Of course, while many of us would expect better picture quality (not to mention a letterboxed aspect ratio!), there are plenty of features one could include with a new release. Here are some of my thoughts:
1) Audio Commentary – It would be quite a coup to get Meryl Streep, Goldie Hawn, and Bruce Willis to all sit down for an audio commentary, but I doubt you could. In my mind, I’d imagine an audio commentary consisting of Director Robert Zemeckis, Screenwriters David Koepp and Matt Donovan, and Visual Effects Supervisor Ken Ralston. There was a similar grouping on the Who Framed Roger Rabbit commentary, and I think these four would be able to keep the commentary lively (no pun intended).
2) The Alternate Cut -Unknown to a lot of people, the final film differs from the original cut, due to a test screening before its theatrical release. Comedian Tracy Ullman was featured as a bartender named Toni who befriends Ernest, and becomes the only true friend he has in his miserable existence. Ullman’s appearance actually did make it into a few scenes shown on the film’s trailers, but after the test screening, all her footage was cut from the final release, and several scenes were rewritten and re-shot (including the ending). With these scenes, they could either give us both the original and theatrical cuts, or they could always just include Ullman’s parts as ‘deleted scenes,’ and just give a small blurb from the filmmakers, talking about how the scenes were rejected.
3) Original Behind-the-Scenes Material –During the making of the film, a 9-minute special was assembled, showing the cast and crew, as well as camera set-ups, and several of the major visual effects setups.

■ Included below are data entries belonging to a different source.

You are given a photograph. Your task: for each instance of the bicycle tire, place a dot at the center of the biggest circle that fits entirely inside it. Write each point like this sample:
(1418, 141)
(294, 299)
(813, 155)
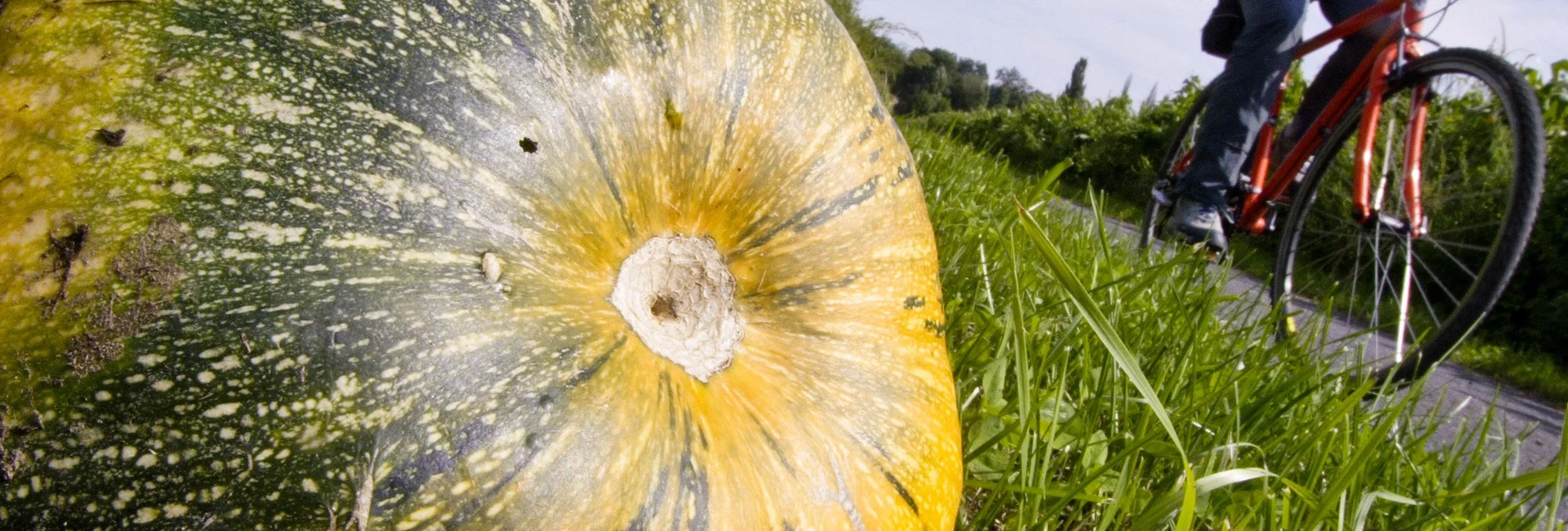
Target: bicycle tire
(1515, 102)
(1154, 211)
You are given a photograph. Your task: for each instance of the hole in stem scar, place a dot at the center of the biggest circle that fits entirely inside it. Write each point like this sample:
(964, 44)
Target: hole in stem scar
(663, 307)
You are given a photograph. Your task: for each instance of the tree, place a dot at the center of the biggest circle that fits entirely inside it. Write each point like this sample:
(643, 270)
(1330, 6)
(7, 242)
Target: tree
(1074, 90)
(971, 88)
(925, 83)
(883, 59)
(1010, 90)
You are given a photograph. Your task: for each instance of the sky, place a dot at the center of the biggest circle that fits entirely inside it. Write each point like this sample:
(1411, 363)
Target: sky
(1156, 41)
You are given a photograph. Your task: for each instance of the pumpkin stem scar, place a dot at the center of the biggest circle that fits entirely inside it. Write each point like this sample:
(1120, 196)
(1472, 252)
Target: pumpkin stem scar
(679, 298)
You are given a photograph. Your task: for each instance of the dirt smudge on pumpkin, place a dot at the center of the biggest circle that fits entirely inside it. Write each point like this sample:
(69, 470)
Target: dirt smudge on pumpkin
(147, 266)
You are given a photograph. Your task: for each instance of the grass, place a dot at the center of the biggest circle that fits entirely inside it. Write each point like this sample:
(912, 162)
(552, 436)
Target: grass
(1535, 371)
(1531, 369)
(1104, 388)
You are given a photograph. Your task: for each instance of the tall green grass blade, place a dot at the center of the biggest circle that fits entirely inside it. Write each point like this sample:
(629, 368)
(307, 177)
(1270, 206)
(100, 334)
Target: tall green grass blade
(1364, 508)
(1504, 486)
(1562, 475)
(1107, 335)
(1161, 510)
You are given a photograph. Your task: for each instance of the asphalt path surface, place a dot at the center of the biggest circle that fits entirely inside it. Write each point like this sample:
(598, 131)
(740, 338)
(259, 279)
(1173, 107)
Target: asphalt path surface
(1460, 395)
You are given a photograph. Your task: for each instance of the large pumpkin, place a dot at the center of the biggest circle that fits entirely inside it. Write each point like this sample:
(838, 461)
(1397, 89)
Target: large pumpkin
(461, 265)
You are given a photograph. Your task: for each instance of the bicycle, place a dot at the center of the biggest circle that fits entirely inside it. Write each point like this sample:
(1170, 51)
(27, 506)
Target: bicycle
(1415, 248)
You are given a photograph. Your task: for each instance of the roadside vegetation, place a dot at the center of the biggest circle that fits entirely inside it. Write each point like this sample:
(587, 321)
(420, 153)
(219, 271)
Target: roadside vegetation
(1114, 147)
(1104, 388)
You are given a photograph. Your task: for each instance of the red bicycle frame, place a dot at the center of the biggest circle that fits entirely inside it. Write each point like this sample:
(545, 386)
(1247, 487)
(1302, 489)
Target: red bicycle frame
(1371, 79)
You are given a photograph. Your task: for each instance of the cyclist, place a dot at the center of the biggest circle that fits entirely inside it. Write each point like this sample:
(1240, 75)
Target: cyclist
(1258, 38)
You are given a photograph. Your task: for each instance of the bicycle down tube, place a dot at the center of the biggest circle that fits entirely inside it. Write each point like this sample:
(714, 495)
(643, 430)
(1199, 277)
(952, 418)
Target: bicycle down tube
(1369, 79)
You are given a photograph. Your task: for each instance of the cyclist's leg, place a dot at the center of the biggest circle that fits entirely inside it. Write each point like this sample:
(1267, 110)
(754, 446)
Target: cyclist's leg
(1336, 71)
(1241, 98)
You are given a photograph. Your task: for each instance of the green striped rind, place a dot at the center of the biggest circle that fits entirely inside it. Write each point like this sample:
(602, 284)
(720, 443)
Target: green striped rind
(293, 228)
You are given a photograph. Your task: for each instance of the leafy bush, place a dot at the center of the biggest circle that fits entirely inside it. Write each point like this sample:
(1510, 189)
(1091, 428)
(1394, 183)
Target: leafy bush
(1057, 435)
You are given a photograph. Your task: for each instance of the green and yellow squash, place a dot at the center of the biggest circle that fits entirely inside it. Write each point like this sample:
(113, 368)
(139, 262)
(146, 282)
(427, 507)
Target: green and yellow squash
(517, 265)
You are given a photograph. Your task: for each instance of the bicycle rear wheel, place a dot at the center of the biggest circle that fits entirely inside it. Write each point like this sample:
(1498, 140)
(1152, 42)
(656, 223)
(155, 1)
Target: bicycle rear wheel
(1177, 156)
(1482, 172)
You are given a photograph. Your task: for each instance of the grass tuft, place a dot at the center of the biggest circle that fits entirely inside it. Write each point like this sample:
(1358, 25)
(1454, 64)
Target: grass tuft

4) Visual Effects retrospective – There have to be special effects tests, and possibly some discussion from Ken Ralston and several other people, regarding not just the digital effects, but even the films makeup effects that made Goldie Hawn look obese in one scene, as well as the various makeup effects also used on Meryl and Bruce.
5) Theatrical Trailers – After all, we cannot have special features without a gallery of these.
It does feel odd how we got Zemeckis’ first two films released with at least an audio commentary in in the last 7 years, but we have not seen anything at all regarding Death Becomes Her. Even his first major hit Romancing the Stone got released with deleted scenes, and several retrospective featurettes.
In a way, Zemeckis seems to love the idea of dark humor. He and his screenwriting friend Bob Gale kept trying to pitch a film called Bordello of Blood for many years, before it finally got made in the early 1990’s. As well, Zemeckis and Gale were also the writers for Steven Spielberg’s 1941, which was pretty un-PC in a lot of areas, and took a more humorist approach to American paranoia in the aftermath of the attack on Pearl Harbor.
Death Becomes Her even channels some of Zemeckis’ love of having his characters interact with/inspire historical figures, such as at Lisle’s party which she throws for all the people who have taken her potion. The guest list even includes Elvis Presley, Marilyn Monroe, and James Dean.
Plus, there’s a great little gag when Madeline finds out that Helen took the potion too. When Madeline demands to know when she took it, Helen responds with “October 26, 1985.” For those who are fans of Zemeckis’ work, this was the date in Back to the Future when Marty Mcfly went back in time.
As this year marks the 20th Anniversary of the film, one would hope there would be some kind of release on the horizon from Universal Pictures. Then again, they’re probably busy prepping that American Pie boxed set that will include this year’s American Reunion.